For the first time in nearly two decades, Fannie Mae and Freddie Mac are making major changes to the application form that borrowers use to obtain a mortgage. These changes, in partnership with the mortgage industry, promise to provide greater efficiency, transparency and certainty for clients applying for mortgages and support the industry’s move to digitize the loan origination process.
All lenders will be required by Fannie and Freddie to use the new Uniform Residential Loan Application (URLA) and Uniform Loan Application Dataset (ULAD) for any loan to be eligible for sale on the secondary market. The forms also will satisfy the Equal Credit Opportunity Act, which prohibits discrimination against borrowers.
The government-sponsored enterprises (GSEs) will not require usage of the new loan applications until Feb. 1, 2020. After that, all new loans must use the new application. Originators and lenders will want to explore not only how the form and dataset work, but also how they can gain competitive advantage in the marketplace with the abundance of new collected data.
The redesigned application format is more user-friendly and flexible for more accurate data collection. The new forms have a cleaner, more streamlined look —with more white space — that makes it easier for both lenders and borrowers to navigate the application.
Dynamic forms ensure borrower information always stays in context and decreases reliance on out-of-sequence continuation pages. Clearly defined separation of borrower and lender information also streamlines and helps avoid confusion in the form-completion process.
There is a strategic advantage for originators and lenders to use the new application forms. As more mortgage companies go digital, they can use client data to make marketing, sales, support and operational decisions. The new application form collects data that, with the right technology, can be harnessed to achieve strategic business insights as well as quickly and efficiently process, underwrite and deliver the loan to the secondary market or servicer.
Although it carries great advantages for both mortgage applicants and lenders, the new URLA also significantly alters how originators and lenders handle applications. It impacts both processes and systems and will compel companies to adjust some of their most fundamental activities. In order to avoid future disruptions in their business, originators and lenders should devote resources to the transition now. Importantly, they also should make sure they know how their technology providers are preparing to support this major initiative.

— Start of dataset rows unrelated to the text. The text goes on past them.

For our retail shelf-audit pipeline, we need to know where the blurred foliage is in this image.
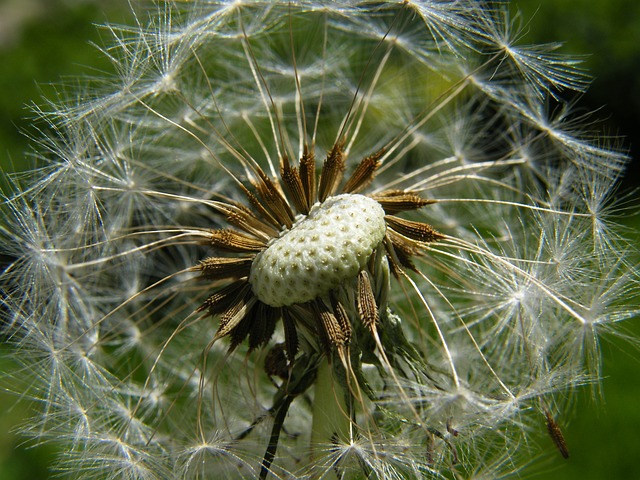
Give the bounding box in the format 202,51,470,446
0,0,640,480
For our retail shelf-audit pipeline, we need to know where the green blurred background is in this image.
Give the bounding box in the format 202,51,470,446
0,0,640,480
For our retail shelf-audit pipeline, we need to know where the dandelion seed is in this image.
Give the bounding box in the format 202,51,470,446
0,1,638,479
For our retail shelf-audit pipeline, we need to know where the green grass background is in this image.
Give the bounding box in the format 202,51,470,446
0,0,640,480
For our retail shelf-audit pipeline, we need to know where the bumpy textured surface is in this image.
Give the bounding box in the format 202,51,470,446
249,194,386,307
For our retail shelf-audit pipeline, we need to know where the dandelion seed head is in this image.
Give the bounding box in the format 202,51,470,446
0,1,638,479
249,194,386,307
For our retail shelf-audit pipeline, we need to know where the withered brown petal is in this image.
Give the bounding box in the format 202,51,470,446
211,228,267,252
198,256,253,280
342,149,384,193
356,270,378,330
384,215,443,243
318,142,344,202
369,190,435,215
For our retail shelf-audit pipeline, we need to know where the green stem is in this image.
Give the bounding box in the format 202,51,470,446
311,358,351,479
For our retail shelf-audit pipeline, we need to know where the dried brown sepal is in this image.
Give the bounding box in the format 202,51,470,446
264,343,289,380
210,228,267,252
214,288,256,339
280,157,311,215
331,297,351,343
313,299,348,351
544,410,569,458
356,270,378,331
249,302,280,350
282,308,298,362
197,280,251,316
384,215,443,243
198,256,253,280
255,170,294,228
318,142,344,202
300,145,316,209
242,186,280,231
342,148,384,193
369,190,436,215
215,203,278,241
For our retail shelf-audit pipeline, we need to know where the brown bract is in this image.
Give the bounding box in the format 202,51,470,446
196,142,442,362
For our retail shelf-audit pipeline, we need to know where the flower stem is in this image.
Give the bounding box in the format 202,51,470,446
311,358,351,472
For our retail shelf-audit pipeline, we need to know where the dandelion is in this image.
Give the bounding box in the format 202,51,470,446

To successfully manage the transition, originators and lenders should craft implementation plans with clear goals and objectives, then execute those plans with specific milestones. Plans should be designed to minimize disruption, support the concurrent use of old and new URLA forms, and coordinate changes across multiple vendor solutions.
The overriding goal should be to prepare to manage a seamless transition to the new URLA with minimal business disruption. Here are a few of the factors mortgage companies should carefully consider. February 2020 is closer than you think. Giving originators and lenders additional time to start preparations helps position them for a more seamless transition. This will enable originators and lenders to use the time between now and January 2020 to train employees; update platforms, customizations and plug-ins; and prepare for a full-scale launch in advance of when the application form is required to be used.
Technology will be impacted at every stage of the origination process, from pre-qualifications to underwriting and investor relations. Loan origination systems and point-of-sale systems will need to be modified. The new URLA is a much larger digital document that not only requires more storage space but also may present a challenge for official cash rate-based solutions.
Originators and lenders must ensure their technology provider offers end-to-end support for the new URLA — including borrower engagement, origination, underwriting, e-closing, and investor delivery, as well as analytics and compliance. Don’t forget to schedule time to train employees and familiarize them with the new form and workflow.
Mortgage companies should understand the data requirements involved with the new form and dataset. In addition to various industry stakeholders, the GSEs also worked with the Federal Housing Administration (FHA), the U.S. Department of Veterans Affairs (VA) and U.S. Department of Agriculture (USDA) Rural Development to include the relevant data.
This includes military-service information from all applicants (not just those applying for a VA loan), FHA secondary-residence information and information required for loans on tribal lands. Originators and lenders should familiarize themselves with the new data required in the application across each of their loan programs.
Also, keep in mind that the Equal Credit Opportunity Act establishes that using the application form as published by the GSEs grants safe harbor under federal law. Mortgage companies thus have a vested interest in modeling their application procedures (whether through the web, by phone or in person) on the new form to reduce the risk of potential violations.
Lenders also should keep their investors’ needs in mind and be aware of where each investor stands in the transition process. Now is the time to start having these conversations with investors.
The new URLA is much more than a revised form. It aims to improve the accuracy and clarity of the information being provided by the client, making it an easier and more efficient process to underwrite loans. These changes are long overdue. They promise to bring the mortgage industry into the 21st century and into alignment with current government regulations and industry best practices.
While the transition is likely to inconvenience originators and lenders initially, the payoff will be well worth it. Those who act now to create their implementation plans will gain a head start on a smooth transition in advance of the February 2020 deadline.
Those who take a best-practice approach to implementation of the new URLA — including provisions for planning, technology, data, compliance, language support and investor systems — will make the transition a non-event for their business, while opening the way to greater efficiency, transparency and certainty for both lenders and borrowers.